Na ocenę sytuacji powódki nie mogą mieć natomiast wpływu spłacane przez nią zobowiązania kredytowe i pożyczki. Nie można bowiem uznać za wiarygodne jej twierdzeń, iż wszystkie te kredyty i pożyczki zaciągała na zakup leków i bieżące koszty utrzymania, jak twierdziła w pozwie, bo przeczą temu chociażby ustalenia Sądu poczynione wyżej. Brak jest też jakiegokolwiek dowodu, że kredyty te brała na węgiel kiedy jeszcze mieszkała w B.. Takie dowody nie zostały przedłożone przez powódkę, mimo że była reprezentowana w postępowaniu przez profesjonalnego pełnomocnika. Z przedstawionych bowiem zaświadczeń banku nie wynika kiedy kredyty te zostały zaciągnięte. Ponadto z zeznań samej powódki wynika, iż na węgiel składali się też rzekomo jej dwaj synowie, trudno więc przyjąć, że musiałaby, nawet gdyby jej zeznania w tej części uznać za wiarygodne, brać aż tak wysoki kredyt.
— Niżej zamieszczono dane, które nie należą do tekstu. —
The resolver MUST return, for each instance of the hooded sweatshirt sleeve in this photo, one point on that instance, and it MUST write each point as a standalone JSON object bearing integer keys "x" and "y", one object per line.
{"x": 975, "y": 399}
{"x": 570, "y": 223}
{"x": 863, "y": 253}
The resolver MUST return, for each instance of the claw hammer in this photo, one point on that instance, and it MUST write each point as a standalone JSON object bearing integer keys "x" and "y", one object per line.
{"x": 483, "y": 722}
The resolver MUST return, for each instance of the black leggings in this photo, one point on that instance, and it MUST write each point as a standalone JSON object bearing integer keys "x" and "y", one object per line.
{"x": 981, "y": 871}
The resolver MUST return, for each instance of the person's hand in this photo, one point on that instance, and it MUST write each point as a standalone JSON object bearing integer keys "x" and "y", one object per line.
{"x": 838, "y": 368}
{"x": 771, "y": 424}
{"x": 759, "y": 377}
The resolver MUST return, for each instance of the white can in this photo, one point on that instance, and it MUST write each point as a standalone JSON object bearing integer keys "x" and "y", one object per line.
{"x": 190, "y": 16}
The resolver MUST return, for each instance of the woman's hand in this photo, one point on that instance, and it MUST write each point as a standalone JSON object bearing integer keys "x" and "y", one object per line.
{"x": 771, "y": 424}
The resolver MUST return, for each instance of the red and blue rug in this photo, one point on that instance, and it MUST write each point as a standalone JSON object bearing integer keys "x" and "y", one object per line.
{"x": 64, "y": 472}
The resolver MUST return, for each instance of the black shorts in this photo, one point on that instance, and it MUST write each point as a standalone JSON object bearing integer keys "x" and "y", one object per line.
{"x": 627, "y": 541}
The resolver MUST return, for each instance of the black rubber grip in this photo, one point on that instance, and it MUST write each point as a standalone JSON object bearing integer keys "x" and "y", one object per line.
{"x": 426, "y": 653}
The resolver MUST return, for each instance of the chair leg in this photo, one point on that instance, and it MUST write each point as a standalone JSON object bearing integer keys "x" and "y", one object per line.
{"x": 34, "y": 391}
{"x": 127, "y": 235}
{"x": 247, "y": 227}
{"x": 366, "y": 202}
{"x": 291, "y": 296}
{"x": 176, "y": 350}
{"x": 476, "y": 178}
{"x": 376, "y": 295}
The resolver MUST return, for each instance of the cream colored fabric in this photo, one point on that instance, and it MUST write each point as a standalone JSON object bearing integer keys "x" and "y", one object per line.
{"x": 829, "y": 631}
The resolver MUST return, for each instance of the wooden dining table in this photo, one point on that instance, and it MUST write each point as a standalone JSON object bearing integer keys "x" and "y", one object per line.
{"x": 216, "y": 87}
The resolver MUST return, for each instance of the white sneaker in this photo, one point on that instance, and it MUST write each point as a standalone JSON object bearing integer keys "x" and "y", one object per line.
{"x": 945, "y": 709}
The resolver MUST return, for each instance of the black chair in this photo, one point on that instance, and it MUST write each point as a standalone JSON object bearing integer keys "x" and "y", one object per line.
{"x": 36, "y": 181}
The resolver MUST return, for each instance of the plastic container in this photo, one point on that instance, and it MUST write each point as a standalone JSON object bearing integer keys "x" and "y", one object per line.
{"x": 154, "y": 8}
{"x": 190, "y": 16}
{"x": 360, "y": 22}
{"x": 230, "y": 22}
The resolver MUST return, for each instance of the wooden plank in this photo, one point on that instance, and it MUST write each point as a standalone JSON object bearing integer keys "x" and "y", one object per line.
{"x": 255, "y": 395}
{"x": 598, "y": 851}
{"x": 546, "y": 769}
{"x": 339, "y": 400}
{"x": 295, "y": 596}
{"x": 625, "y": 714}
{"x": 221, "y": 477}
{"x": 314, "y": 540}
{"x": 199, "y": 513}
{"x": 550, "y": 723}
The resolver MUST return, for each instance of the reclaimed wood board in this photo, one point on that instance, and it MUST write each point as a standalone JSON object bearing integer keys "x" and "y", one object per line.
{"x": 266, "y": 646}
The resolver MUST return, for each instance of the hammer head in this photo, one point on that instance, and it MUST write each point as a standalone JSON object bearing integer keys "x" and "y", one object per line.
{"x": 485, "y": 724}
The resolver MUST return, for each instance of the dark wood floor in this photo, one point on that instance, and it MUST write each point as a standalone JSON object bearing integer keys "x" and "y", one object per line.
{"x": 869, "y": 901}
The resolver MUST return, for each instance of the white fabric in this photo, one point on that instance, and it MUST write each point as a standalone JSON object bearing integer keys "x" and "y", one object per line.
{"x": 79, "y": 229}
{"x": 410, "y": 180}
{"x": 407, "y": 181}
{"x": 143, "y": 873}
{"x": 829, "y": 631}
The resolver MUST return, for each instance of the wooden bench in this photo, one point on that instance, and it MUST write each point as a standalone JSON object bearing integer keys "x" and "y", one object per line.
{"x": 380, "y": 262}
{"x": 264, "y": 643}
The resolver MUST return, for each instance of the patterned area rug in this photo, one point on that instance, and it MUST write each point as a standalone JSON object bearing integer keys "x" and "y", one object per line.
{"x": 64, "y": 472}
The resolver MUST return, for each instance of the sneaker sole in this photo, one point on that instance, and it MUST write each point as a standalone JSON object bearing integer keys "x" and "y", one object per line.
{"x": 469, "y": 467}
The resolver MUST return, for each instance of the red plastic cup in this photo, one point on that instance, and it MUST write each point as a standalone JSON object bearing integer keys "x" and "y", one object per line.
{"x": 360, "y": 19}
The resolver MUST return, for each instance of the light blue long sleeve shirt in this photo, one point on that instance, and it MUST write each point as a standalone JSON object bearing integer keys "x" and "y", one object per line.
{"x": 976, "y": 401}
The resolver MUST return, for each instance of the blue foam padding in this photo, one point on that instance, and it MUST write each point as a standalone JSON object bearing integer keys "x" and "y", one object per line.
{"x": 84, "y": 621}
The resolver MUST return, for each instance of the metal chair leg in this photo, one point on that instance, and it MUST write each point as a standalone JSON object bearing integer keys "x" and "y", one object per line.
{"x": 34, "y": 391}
Nie sposób też przyjąć, że jej mąż był wtedy niewypłacalny i nie łożył pieniędzy na utrzymanie domu, skoro cały czas pracował i zarabiał. Nie wiadomo więc ostatecznie na co zaciągała i zaciąga tak wysokie kredyty i pożyczki, mimo że jej dochód w pełni zaspokajał usprawiedliwione potrzeby. W tej sytuacji Ł. C. nie może przerzucać ciężaru swoich nieracjonalnych działań, które doprowadzają do znacznej eskalacji jej zadłużenia, mimo że jak wykazano wyżej takiej potrzeby nie ma, na pozwanego obciążając go tym samym skutkami finansowymi swoich nieprzemyślanych wyborów życiowych. Powódka powinna z rozwagą podejmować takie kroki, uwzględniając przy tym interes rodziny.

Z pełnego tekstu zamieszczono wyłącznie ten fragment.